Ghost; fantasy romance, USA, 1990; D: Jerry Zucker, S: Patrick Swayze, Demi Moore, Tony Goldwyn, Whoopi Goldberg, Vincent Schiavelli

New York. Love couple Sam and Molly buy a new apartment and are happily in love. One day, Sam discovers there is too much money on the account of one of his business clients, so his colleague Carl hires criminal Willie to kill Sam, fearing he might discover money laundering. Sam's ghost separates from his killed body, but cannot talk with people. Discovering Carl is behind everything and that Molly is in danger, Sam's ghost contacts medium Oda Mae and retrieves the stolen money. When Carl attacks Molly, Sam intervenes and the bad guy is accidentally killed, while Sam leaves Earth.

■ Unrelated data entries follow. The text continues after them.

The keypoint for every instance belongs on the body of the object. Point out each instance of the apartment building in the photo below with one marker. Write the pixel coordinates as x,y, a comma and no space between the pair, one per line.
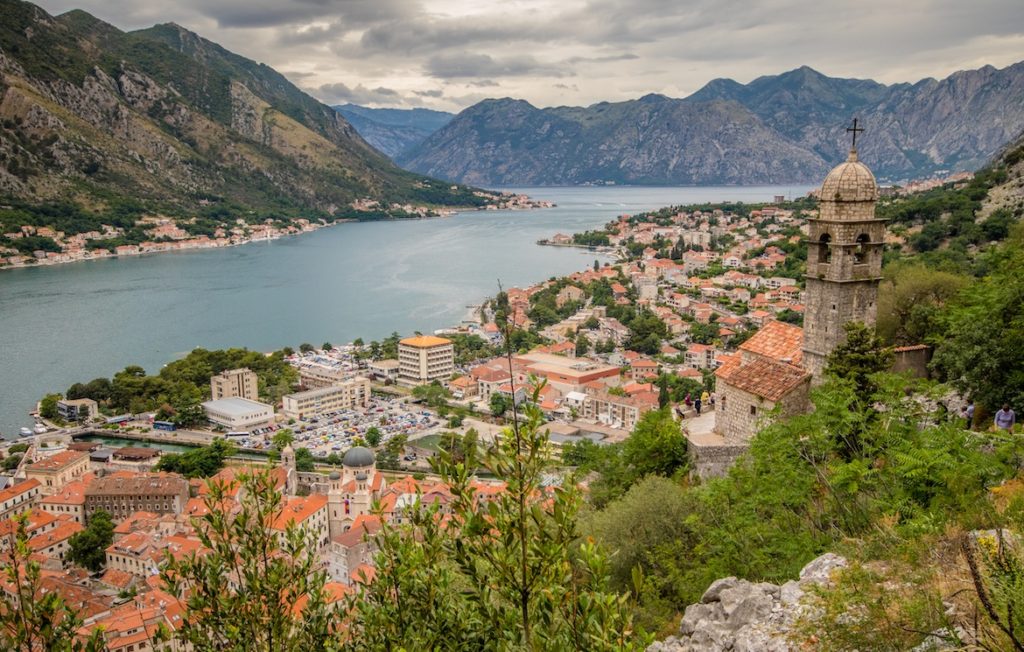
352,393
425,358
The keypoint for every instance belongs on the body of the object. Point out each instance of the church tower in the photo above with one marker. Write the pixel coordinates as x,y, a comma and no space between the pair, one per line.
844,259
288,462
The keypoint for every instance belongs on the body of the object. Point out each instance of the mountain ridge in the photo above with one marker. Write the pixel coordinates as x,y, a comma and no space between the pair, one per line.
915,129
164,118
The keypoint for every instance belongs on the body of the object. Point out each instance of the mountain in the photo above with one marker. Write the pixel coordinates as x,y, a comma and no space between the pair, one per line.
165,118
782,128
393,130
649,140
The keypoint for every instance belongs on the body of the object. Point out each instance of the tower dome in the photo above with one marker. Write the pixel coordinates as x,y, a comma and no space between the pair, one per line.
358,457
850,181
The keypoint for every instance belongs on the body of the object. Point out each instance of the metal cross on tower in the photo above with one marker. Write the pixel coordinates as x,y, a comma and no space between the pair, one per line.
855,131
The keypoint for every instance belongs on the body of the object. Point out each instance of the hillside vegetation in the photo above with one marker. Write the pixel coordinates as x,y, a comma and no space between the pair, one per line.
164,119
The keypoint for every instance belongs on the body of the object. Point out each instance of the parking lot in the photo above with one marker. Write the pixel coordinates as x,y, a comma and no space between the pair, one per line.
334,432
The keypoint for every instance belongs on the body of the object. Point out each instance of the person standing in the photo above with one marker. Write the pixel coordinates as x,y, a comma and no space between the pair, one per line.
1006,418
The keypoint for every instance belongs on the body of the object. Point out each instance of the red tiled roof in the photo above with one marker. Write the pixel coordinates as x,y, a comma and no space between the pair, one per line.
778,341
763,377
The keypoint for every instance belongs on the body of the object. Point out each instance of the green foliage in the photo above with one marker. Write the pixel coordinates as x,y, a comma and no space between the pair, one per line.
646,333
31,617
499,404
255,589
48,405
433,394
656,445
389,457
198,463
505,573
911,301
304,462
374,436
88,548
980,350
177,391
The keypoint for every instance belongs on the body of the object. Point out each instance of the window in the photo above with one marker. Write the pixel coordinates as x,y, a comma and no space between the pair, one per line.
860,253
824,249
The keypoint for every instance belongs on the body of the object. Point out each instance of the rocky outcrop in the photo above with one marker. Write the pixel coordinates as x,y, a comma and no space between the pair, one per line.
777,129
162,116
741,616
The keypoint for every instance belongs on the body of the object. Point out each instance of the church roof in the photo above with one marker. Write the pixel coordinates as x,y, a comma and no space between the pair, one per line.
850,181
778,341
763,377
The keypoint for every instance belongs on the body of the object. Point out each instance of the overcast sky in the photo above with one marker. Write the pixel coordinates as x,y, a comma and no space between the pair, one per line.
451,53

The first serious and sole directorial achievement by Jerry Zucker, who before exclusively directed comedies, "Ghost" is a commercial, hyped and rather successful mainstream junction between fantasy and gentle romance. The film has a few sparkling details and emotions (the pottery sequence where Sam and Molly sensually kiss while "Unchained Melody" plays in the background is still one of the most beautiful romantic moments of the 90s), but its awe still doesn't affect or seem as authentic and as strong as it could have. Some of the soap opera elements and heavy use of melodrama show such awards like a nomination for best picture at the Oscars and Golden Globes was more a result that "Ghost" was "in" at that time than that it would become a real classic, and especially questionable was the fact that the Oscars, the Globes and the BAFTA awards awarded Whoopi Goldberg for best supporting actress - she is really good as the medium Oda Mae who brings humor in the serious story, like in the scene where Sam's ghost talks to her non-stop for days until he finally persuades her to contact Molly, but a few amusing and sweet moments don't compensate for the fact that there were at least 30 better actresses overlooked in that category. Even though the finale falls into cliches (quite frankly, if Sam eliminated Willie, why didn't he do the same with Carl? And why is he so afraid for Molly when he knows there is an afterlife anyway?), "Ghost" is quite a touching and neat film.


Friday, August 15, 2008

A Touch of Zen

Xia nu; action drama, Taiwan, 1969 / 1971; D: King Hu, S: Shih Jun, Hsu Feng, Pai Ying, Roy Chiao, Han Yin-Chieh

Schoolar and painter Ku lives in some remote Chinese village during the Ming dynasty, often listening to his mother lamenting about how he should marry, since he is over 30, and find a better job as an official. One day a stranger, Oyan, arrives in town, who is actually a secret agent searching for the female fugitive Yang. Ku falls in love with Yang after he meets her in a old house and is angered by the fact that she is persecuted just because her father wanted to warn the Emperor of his evil associate, Eunuch Wei. Ku and Yang lure the East Chamber guards and use tricks to scare them and make them think the house is haunted by ghosts. After that battle, Ku searches for the missing Yang. When he finds her, she gives him her baby and tells him she wants to stay in the Buddhist temple. Buddhist monk Abbot Hui defends Ku from the evil commander who dies, while the monk finds enlightenment on a cliff.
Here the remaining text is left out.